La thérapie CAR T-cell maintenant disponible au Québec

QUÉBEC, le 8 oct. 2019 /CNW Telbec/ - La ministre de la Santé et des Services sociaux, Danielle McCann, est fière d'annoncer que la thérapie par lymphocytes T porteurs de récepteurs antigéniques chimériques, ou CAR T-cell, sera désormais offerte au Québec pour les patients atteints de certains cancers.

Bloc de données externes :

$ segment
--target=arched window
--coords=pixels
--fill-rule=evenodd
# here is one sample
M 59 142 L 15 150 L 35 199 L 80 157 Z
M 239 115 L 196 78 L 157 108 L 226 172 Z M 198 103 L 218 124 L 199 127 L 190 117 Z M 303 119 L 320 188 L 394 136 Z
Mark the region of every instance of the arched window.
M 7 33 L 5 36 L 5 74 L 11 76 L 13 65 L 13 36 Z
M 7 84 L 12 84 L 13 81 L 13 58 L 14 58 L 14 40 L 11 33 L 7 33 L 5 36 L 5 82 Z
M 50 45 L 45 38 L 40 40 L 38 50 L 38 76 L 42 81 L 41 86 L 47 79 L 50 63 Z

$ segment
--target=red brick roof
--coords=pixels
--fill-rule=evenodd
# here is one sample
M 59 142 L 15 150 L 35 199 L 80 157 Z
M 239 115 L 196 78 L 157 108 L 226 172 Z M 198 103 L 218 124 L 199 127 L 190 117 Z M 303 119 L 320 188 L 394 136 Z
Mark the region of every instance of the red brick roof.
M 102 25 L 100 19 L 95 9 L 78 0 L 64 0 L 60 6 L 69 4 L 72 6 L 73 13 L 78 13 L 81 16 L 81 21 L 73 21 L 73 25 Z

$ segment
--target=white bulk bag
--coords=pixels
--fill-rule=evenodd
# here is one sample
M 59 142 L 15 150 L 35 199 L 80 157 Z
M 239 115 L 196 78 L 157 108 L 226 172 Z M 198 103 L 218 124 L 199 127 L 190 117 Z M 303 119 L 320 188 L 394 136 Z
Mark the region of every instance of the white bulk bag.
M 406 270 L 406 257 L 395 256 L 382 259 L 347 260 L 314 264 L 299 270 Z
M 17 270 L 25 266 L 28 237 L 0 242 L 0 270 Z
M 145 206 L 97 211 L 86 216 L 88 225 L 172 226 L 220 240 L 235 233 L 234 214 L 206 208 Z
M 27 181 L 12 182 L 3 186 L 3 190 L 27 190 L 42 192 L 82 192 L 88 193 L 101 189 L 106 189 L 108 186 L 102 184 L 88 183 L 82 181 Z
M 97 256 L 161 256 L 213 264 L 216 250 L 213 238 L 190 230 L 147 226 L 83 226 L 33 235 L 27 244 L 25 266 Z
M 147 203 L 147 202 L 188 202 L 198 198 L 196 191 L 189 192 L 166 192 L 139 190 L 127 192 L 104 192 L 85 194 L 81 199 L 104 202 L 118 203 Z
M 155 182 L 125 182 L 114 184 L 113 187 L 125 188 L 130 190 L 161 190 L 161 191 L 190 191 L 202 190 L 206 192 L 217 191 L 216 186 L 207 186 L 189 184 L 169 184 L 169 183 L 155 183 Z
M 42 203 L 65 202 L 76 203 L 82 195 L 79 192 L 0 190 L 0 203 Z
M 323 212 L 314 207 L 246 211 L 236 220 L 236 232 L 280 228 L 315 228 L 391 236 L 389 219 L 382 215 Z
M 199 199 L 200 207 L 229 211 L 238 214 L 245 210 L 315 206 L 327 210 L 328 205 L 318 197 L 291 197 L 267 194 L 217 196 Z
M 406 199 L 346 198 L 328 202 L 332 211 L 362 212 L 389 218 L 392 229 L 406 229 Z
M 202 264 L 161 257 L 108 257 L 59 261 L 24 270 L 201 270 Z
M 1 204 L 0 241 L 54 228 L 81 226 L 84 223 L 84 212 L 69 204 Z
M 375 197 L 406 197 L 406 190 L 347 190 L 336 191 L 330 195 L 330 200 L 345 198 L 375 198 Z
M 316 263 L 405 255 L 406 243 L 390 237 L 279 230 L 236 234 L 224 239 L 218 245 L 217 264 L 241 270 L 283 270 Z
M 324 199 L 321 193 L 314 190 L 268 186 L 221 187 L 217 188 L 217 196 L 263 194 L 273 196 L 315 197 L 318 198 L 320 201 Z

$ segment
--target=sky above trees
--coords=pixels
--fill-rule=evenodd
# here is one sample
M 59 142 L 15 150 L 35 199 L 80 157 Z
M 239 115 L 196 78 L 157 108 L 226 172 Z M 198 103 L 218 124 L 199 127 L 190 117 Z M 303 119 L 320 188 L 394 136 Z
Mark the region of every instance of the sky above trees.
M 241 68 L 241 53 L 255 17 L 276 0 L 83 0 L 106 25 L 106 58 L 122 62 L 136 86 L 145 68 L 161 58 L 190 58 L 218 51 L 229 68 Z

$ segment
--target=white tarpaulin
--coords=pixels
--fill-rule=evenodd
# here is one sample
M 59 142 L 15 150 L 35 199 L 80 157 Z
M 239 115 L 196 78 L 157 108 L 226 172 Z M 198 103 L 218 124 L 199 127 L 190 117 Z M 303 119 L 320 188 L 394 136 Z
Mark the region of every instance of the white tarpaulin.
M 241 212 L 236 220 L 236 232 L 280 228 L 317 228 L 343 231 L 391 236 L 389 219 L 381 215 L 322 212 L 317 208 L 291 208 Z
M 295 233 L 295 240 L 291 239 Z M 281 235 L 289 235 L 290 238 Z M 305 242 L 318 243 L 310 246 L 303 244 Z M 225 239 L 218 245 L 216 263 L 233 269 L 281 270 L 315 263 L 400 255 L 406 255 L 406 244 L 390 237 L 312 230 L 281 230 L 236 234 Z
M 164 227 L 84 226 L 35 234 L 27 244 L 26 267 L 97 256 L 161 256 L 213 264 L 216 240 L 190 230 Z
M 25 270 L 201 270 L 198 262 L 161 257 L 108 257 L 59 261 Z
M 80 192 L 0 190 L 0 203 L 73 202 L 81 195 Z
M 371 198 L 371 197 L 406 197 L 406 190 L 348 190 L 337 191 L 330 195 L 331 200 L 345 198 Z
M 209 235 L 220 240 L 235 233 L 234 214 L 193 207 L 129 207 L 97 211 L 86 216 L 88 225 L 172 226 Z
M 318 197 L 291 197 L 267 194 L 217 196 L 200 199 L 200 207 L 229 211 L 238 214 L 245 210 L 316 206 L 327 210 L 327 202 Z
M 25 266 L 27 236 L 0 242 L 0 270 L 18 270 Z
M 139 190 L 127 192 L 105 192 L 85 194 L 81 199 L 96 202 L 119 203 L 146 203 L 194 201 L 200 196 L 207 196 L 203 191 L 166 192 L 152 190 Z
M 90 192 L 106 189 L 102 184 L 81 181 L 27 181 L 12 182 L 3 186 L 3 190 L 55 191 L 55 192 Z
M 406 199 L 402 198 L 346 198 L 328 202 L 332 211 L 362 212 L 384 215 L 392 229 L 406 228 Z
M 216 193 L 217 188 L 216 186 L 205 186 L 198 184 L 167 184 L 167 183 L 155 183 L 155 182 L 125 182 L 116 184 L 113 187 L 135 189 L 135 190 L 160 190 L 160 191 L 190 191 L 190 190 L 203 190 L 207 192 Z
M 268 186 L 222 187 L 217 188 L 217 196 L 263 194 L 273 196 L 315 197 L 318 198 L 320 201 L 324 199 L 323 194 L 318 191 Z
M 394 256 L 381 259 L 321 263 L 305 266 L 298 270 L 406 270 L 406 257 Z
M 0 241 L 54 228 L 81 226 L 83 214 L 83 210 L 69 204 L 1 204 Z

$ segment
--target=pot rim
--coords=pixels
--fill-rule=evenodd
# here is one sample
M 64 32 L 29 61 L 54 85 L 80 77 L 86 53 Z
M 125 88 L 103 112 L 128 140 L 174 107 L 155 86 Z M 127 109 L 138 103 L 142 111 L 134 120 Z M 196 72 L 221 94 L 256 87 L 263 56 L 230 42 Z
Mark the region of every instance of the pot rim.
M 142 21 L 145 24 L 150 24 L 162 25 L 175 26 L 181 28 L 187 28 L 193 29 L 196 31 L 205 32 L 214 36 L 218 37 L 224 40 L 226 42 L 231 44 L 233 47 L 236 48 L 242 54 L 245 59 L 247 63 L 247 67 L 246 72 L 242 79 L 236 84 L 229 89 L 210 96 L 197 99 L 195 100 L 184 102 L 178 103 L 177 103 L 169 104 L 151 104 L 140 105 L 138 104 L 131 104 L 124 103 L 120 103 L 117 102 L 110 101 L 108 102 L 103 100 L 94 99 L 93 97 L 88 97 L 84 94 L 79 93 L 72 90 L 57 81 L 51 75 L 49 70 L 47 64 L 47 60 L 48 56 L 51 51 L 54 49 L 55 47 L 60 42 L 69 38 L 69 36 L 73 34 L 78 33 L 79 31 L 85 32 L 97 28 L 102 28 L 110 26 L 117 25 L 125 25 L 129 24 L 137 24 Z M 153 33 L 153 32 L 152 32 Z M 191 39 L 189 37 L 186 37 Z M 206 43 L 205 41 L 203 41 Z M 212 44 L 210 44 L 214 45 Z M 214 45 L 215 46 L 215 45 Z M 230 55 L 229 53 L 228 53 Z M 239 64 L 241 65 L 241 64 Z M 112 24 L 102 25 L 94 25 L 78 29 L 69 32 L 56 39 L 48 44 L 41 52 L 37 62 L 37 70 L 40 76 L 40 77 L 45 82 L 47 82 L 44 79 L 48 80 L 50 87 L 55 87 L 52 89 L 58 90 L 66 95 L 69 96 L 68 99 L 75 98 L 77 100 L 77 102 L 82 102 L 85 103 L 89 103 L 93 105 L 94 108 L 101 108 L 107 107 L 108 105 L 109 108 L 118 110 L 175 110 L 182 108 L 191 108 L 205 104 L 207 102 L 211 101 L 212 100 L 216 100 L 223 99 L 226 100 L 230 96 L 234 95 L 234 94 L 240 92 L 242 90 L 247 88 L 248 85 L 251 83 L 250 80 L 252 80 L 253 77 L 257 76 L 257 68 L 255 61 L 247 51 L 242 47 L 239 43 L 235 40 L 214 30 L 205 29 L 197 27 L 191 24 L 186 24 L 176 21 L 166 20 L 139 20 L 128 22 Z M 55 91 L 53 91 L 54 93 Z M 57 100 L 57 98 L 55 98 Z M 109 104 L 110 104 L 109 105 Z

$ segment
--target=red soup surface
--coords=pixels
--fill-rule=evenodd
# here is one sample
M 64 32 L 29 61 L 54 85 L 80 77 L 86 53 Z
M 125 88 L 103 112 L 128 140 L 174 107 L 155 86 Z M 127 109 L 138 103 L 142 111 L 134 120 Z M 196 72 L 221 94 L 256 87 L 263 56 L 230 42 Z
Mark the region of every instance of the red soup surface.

Les enfants et les jeunes adultes (3 à 25 ans) atteints de leucémie aiguë lymphoblastique (LAL) et les adultes atteints du lymphome diffus à grandes cellules B (LDGCB) qui n'ont pas répondu aux traitements standards pourront se prévaloir de ce nouveau traitement. Deux installations ont été autorisées à offrir la thérapie, soit le Centre hospitalier universitaire Sainte-Justine (CHU Sainte-Justine), pour la clientèle enfant, et l'Hôpital Maisonneuve-Rosemont (HMR), pour la clientèle adulte.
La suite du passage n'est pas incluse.